As part of a deal to end the boycott, the city agreed to allocate some of its oceanfront real estate and invest $10 million in an African-American-owned hotel. The result is the Royal Palm Crowne Plaza Resort, developed and owned by the Peebles Atlantic Development Corporation.
"The whole idea for the hotel was conceived to be a panacea to restore relations between the black community and leadership in Miami Beach," said Nancy Liebman, who was until last year a Miami Beach commissioner and one of the people criticized for statements she made about the 2001 hip-hop weekend.
"The hotel seems to be a very bright and shining star in the tourism aspect of Miami Beach," Ms. Liebman said. The mayor of Miami Beach, David Dermer, did not return calls requesting an interview.
Given the rocky road to making the Royal Palm a reality, Mr. Peebles said he was not looking for local officials to weigh in. "They should be proud and grateful that my company and I created the Royal Palm, and finished it," he said.
"We built this project under very challenging circumstances," he said. "There was contaminated soil, there was structural defects on the building, the hotel management industry basically collapsed, we had Sept. 11 after that, all those obstacles. The project went over $20 million over budget, and I didn't walk away."
Not only did he have his company and investors to consider, Mr. Peebles also had a personal investment in the Royal Palm, an elegantly appointed, $84 million resort. "I didn't want to be, as a developer, the person who failed to build the African-American-owned hotel," he said. "It would have allowed the city and others who may not be supportive of equal economic opportunity to say, 'Hey, we tried to build an African-American-owned hotel but the developer couldn't do it, so now we don't have that responsibility anymore.' "

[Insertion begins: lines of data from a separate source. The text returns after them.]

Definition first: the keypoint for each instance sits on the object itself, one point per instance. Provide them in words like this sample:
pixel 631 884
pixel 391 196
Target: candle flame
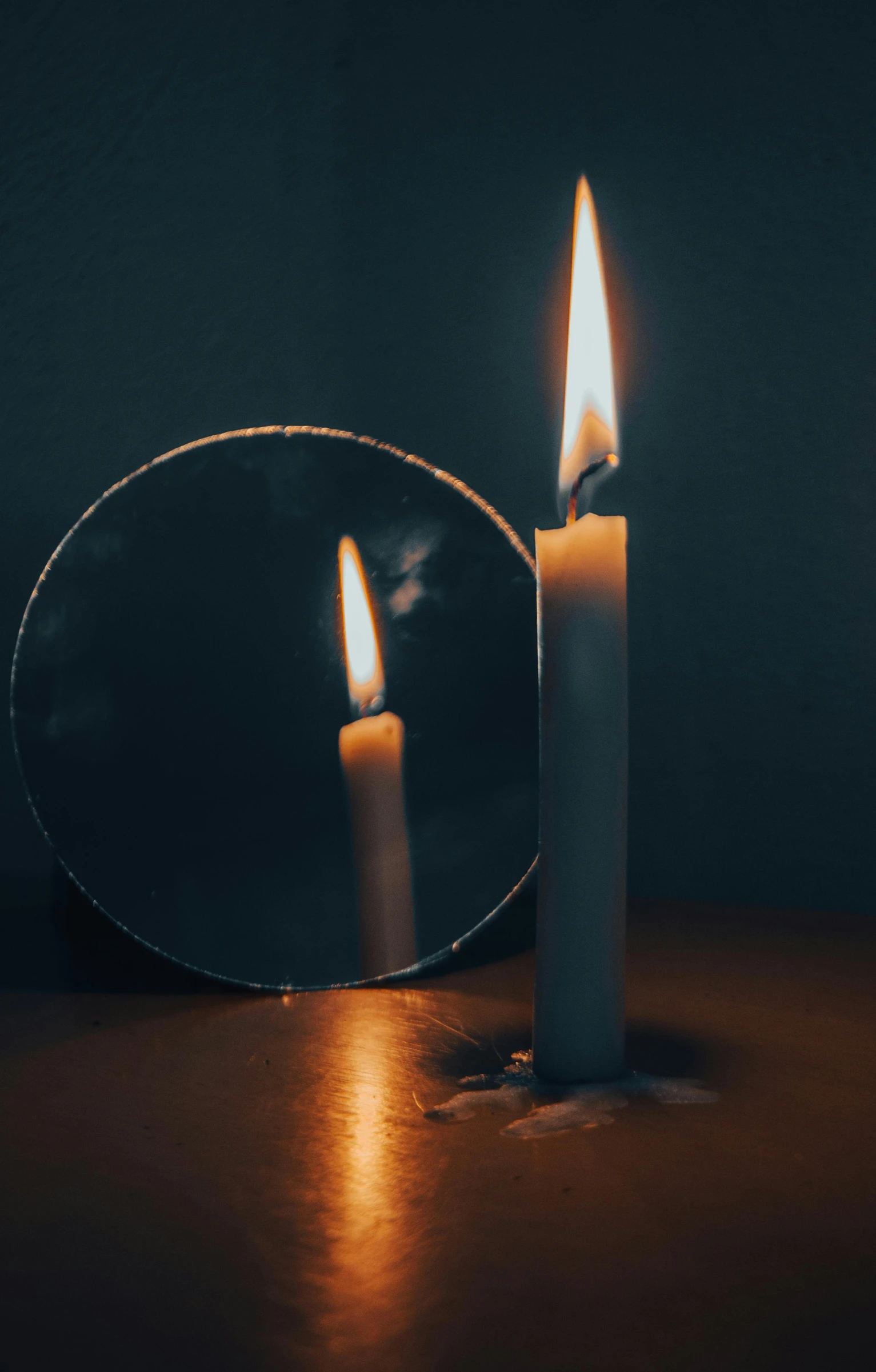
pixel 590 422
pixel 360 639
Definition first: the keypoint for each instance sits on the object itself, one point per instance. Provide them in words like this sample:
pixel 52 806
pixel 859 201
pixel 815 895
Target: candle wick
pixel 610 460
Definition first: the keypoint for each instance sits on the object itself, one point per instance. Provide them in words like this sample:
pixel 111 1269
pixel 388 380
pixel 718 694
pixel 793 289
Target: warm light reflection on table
pixel 247 1185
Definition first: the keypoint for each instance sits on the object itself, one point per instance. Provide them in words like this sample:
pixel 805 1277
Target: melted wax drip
pixel 580 1108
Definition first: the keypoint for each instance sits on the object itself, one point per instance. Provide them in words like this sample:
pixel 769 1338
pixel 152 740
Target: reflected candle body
pixel 578 1017
pixel 371 755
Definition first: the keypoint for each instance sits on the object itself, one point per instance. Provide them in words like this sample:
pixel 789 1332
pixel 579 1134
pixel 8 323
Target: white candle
pixel 581 568
pixel 371 755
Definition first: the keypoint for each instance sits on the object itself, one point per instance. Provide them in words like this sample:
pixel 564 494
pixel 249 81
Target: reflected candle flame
pixel 360 639
pixel 590 419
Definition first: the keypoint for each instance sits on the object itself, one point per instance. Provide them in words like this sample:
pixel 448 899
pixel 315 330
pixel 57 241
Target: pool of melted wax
pixel 584 1106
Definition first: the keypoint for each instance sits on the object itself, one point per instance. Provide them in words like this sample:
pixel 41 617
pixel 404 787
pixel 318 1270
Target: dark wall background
pixel 357 214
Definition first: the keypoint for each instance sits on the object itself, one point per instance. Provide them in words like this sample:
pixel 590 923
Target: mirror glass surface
pixel 180 685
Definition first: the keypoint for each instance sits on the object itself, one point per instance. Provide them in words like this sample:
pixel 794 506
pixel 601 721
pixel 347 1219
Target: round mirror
pixel 183 689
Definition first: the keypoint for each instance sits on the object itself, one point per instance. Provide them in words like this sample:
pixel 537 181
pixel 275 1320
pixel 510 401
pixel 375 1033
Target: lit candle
pixel 371 755
pixel 581 570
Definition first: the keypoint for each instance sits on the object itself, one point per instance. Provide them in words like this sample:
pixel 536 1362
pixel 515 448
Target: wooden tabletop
pixel 250 1183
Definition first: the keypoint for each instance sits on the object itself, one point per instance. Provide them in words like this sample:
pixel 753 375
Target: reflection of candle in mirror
pixel 581 568
pixel 371 755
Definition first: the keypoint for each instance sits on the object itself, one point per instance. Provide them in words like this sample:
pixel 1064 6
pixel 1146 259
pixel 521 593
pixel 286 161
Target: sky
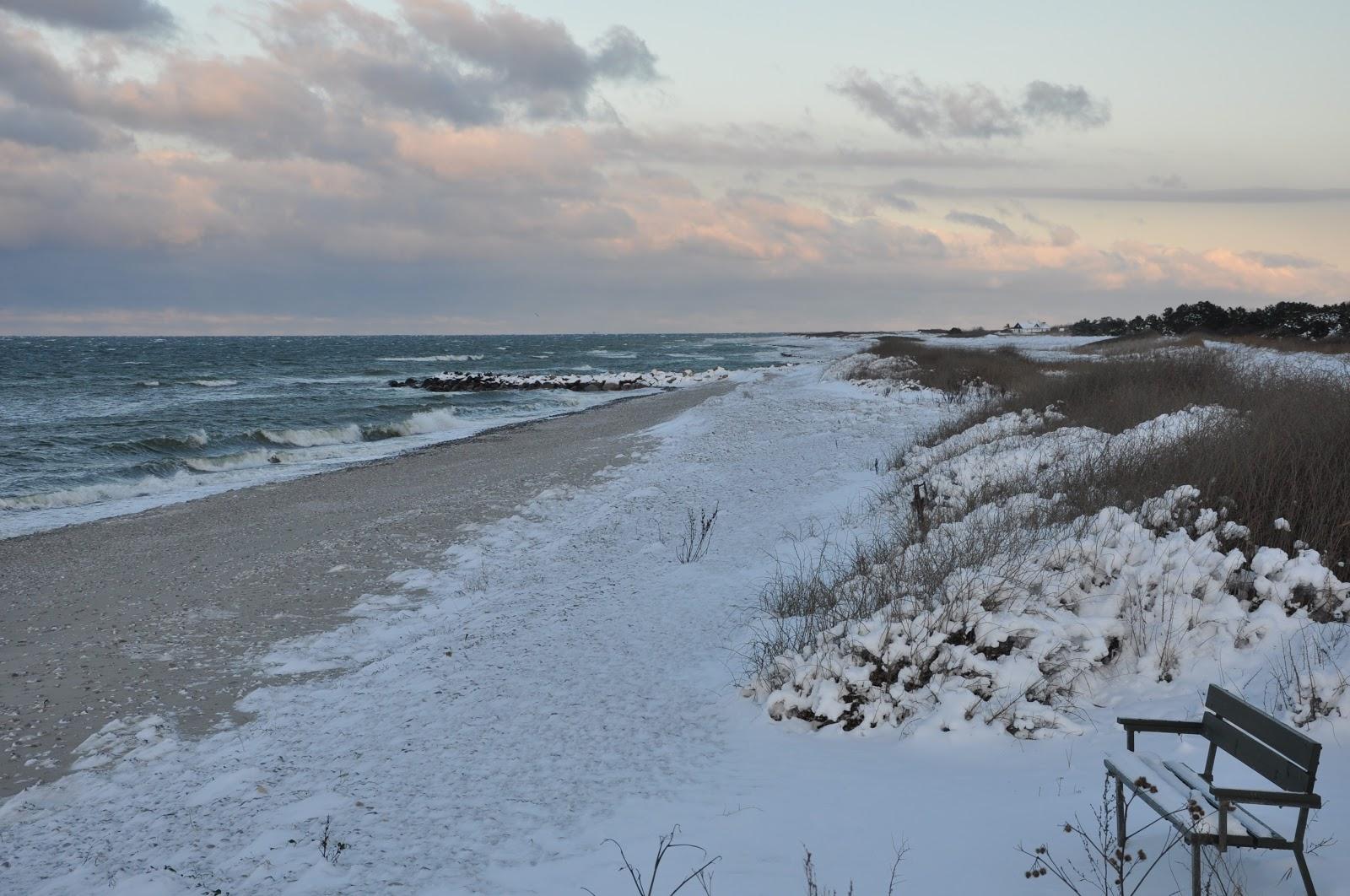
pixel 439 166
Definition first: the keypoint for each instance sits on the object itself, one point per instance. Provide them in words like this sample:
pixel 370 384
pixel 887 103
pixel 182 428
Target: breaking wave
pixel 438 358
pixel 80 495
pixel 242 461
pixel 422 423
pixel 310 438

Mr. Peebles has not stopped there. He is planning to transform the Bath Club, one of the oldest private clubs in the country, into 20-story condominiums and private villas with prices starting at $5 million.
If the Royal Palm sent a message, Mr. Peebles was making an even bolder statement with the Bath Club. Dating to the 1920's, the Mediterranean Revival-style club was once an exclusive getaway for wealthy snowbirds. Herbert Hoover was a member; in 1996, Mr. Peebles joined too. Soon after, a local newspaper reporter asked how he felt being the first African-American member of a club that had historically excluded blacks and Jews. He said he was stunned.

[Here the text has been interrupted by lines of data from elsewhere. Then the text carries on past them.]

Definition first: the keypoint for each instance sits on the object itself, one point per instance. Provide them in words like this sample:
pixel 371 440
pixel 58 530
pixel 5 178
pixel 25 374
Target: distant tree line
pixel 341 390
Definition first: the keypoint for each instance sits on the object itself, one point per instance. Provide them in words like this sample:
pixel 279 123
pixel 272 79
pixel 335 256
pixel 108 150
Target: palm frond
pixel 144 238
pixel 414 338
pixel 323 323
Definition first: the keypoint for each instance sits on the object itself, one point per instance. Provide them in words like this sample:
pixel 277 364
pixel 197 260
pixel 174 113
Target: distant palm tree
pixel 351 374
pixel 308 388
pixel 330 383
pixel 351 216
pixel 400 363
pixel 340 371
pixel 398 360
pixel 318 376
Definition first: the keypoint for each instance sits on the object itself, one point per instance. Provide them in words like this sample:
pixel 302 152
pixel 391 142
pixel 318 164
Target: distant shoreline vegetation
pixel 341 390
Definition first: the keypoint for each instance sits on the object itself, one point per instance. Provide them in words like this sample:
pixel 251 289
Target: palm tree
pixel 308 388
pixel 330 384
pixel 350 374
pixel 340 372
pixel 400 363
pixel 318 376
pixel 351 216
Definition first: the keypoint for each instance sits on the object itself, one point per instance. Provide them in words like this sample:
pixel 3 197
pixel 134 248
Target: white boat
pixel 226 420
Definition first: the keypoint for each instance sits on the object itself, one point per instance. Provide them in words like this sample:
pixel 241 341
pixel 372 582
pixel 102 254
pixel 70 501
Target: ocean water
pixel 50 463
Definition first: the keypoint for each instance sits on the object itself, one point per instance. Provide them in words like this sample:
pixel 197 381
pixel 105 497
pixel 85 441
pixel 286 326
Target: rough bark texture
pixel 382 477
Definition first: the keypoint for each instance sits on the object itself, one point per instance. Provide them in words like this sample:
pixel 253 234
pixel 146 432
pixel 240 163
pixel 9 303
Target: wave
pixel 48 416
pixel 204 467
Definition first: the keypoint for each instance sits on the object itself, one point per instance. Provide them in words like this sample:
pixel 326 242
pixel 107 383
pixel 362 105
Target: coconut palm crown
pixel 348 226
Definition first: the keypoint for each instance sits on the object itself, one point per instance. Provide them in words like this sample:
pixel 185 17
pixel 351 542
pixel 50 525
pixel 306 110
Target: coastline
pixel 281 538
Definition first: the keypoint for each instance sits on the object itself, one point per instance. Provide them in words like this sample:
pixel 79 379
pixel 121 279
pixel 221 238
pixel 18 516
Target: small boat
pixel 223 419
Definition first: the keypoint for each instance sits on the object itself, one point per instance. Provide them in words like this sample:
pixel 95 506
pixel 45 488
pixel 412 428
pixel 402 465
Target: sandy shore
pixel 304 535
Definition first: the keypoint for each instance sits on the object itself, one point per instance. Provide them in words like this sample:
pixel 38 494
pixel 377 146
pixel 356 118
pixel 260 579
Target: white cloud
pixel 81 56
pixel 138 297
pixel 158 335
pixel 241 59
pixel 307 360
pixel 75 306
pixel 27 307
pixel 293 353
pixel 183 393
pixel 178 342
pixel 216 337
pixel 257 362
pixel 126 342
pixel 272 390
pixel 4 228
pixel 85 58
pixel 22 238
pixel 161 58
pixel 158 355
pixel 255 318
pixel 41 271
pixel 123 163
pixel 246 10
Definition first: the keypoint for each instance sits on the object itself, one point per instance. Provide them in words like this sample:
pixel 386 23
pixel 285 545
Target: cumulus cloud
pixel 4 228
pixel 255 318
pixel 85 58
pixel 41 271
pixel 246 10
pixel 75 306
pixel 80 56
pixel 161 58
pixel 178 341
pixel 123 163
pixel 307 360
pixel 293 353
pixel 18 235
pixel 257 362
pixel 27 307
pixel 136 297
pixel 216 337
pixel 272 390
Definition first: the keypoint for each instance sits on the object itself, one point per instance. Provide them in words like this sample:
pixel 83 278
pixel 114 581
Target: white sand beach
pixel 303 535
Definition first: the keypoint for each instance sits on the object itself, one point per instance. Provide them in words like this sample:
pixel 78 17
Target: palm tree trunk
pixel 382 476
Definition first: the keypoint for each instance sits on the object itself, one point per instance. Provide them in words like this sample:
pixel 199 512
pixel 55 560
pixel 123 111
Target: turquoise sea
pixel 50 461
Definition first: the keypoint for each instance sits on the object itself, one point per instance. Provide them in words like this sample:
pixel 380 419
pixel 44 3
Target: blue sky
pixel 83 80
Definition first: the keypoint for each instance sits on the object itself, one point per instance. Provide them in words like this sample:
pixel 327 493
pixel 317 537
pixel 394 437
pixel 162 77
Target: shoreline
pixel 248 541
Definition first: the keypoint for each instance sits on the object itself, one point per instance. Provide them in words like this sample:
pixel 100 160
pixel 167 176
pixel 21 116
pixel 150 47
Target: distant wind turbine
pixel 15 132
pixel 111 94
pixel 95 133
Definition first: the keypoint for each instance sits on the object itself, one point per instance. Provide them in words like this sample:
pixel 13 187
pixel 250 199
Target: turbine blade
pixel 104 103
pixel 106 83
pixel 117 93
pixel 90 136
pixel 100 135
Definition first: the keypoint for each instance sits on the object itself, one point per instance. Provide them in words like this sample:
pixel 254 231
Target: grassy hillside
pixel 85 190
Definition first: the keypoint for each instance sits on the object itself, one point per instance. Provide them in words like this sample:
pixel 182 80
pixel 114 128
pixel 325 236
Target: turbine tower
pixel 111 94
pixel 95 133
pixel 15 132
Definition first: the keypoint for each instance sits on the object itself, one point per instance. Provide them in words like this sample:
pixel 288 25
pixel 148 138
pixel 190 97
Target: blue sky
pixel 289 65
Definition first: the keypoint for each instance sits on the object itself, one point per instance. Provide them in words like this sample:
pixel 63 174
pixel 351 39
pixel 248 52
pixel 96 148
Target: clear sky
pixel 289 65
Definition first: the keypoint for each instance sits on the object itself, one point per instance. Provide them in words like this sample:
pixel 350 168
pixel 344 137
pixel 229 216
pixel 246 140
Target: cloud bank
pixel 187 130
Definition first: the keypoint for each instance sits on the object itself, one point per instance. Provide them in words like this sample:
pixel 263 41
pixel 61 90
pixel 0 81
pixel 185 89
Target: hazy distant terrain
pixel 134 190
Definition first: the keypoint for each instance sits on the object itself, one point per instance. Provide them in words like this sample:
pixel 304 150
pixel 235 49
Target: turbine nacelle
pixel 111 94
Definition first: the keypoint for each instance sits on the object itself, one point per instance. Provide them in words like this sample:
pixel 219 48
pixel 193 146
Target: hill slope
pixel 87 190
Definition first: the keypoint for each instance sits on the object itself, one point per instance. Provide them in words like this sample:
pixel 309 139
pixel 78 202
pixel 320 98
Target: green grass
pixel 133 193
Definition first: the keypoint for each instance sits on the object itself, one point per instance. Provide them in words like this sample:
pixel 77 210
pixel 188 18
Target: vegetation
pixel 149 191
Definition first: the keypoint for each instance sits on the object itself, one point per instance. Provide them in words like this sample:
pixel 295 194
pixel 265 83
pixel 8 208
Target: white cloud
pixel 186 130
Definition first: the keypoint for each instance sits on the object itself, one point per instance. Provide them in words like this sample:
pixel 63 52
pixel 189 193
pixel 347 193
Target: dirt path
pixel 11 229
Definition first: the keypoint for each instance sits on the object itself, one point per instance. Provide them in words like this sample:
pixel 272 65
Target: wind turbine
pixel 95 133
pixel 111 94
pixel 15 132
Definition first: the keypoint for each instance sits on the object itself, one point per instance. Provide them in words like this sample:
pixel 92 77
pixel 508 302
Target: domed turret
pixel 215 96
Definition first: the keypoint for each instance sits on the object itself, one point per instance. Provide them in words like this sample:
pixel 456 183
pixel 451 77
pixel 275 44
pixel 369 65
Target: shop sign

When he found out a few years later that the club was debt ridden and on the market for a mere $10 million, he bought it. Construction will begin later this year, he said.

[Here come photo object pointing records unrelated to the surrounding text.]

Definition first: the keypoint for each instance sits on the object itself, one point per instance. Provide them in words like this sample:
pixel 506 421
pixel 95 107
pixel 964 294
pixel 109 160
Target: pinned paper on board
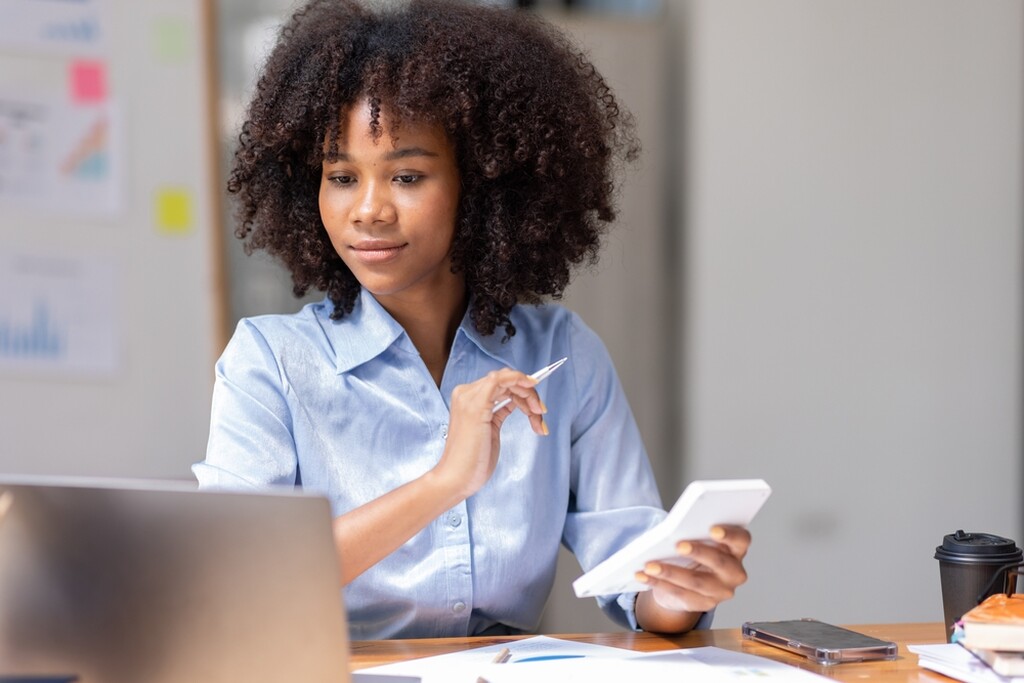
pixel 58 314
pixel 60 157
pixel 77 28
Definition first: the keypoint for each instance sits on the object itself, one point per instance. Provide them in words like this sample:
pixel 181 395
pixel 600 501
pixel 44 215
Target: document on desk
pixel 956 662
pixel 545 659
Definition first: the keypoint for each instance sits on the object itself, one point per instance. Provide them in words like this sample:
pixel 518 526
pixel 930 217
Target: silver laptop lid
pixel 129 582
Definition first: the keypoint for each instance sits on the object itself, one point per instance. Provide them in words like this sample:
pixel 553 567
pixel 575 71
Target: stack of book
pixel 994 633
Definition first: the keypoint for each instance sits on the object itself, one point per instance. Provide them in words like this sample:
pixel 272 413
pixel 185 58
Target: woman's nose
pixel 374 204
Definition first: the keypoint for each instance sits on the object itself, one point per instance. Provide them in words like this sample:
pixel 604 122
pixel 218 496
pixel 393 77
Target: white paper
pixel 956 662
pixel 584 662
pixel 59 157
pixel 58 314
pixel 700 506
pixel 58 28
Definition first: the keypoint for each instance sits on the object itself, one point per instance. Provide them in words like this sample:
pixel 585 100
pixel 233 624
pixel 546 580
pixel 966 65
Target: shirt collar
pixel 505 353
pixel 364 334
pixel 369 330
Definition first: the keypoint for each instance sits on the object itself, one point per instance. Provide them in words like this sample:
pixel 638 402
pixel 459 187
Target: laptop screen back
pixel 127 583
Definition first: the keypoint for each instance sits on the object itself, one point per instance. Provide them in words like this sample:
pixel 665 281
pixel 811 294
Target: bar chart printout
pixel 57 315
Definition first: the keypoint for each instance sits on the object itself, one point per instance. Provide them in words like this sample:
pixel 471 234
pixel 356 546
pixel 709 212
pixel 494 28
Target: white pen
pixel 539 375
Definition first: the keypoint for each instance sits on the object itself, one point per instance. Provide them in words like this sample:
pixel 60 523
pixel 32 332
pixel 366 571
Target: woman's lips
pixel 377 252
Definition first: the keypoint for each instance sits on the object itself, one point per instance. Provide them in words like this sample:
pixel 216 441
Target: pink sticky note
pixel 88 82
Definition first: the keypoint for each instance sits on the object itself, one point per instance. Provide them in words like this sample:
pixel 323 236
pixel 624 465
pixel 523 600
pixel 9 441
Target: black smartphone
pixel 821 642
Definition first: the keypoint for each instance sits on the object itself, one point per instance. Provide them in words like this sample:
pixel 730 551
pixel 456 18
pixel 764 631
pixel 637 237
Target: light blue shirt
pixel 348 410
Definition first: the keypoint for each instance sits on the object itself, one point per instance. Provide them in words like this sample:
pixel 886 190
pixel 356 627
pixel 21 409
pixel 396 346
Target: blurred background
pixel 816 276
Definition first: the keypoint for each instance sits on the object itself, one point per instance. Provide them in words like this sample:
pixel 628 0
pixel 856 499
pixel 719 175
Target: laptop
pixel 129 582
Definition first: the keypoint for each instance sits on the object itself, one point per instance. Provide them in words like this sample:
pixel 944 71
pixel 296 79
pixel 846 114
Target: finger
pixel 677 598
pixel 697 580
pixel 715 560
pixel 736 539
pixel 525 397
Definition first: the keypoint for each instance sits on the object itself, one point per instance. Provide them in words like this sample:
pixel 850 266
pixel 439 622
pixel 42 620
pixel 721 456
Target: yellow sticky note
pixel 174 211
pixel 172 40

Just as his projects blend old-style architecture and modern decor, Mr. Peebles himself is an image of contrasts. He began a recent interview by declaring, "I'm not an African-American businessperson I'm a businessperson." But promotional materials distributed by his office repeatedly refer to his business as African-American owned and his projects as African-American firsts.
Mr. Peebles also says he is committed to creating career opportunities for African-Americans. The general manager of the Royal Palm is black, and the hotel staff reflects the diversity he says he is striving for, though the Bath Club's sales and marketing staff is mostly white.
Mr. Peebles says that who he is and what he does involve a dual responsibility. "I'm a businessperson who has just as much of a sense of responsibility to my employees and my investors, but I also feel a sense of responsibility to the community I represent," he said.
The Royal Palm has come to be known as the black hotel, a distinction Mr. Peebles admits is simplistic, but embraces anyway. The hotel has also become a source of pride to some residents and tourists here.
Dwayne Bryant, an African-American firefighter from Newark who was visiting here for the first time on his vacation last week, said he switched hotels when a cab driver told him about the Royal Palm.
"It's long past due," Mr. Bryant said. "There should be more black-owned businesses out here. I mean, this place is for everyone it's not just for whites, not just for Latinos, not just for blacks."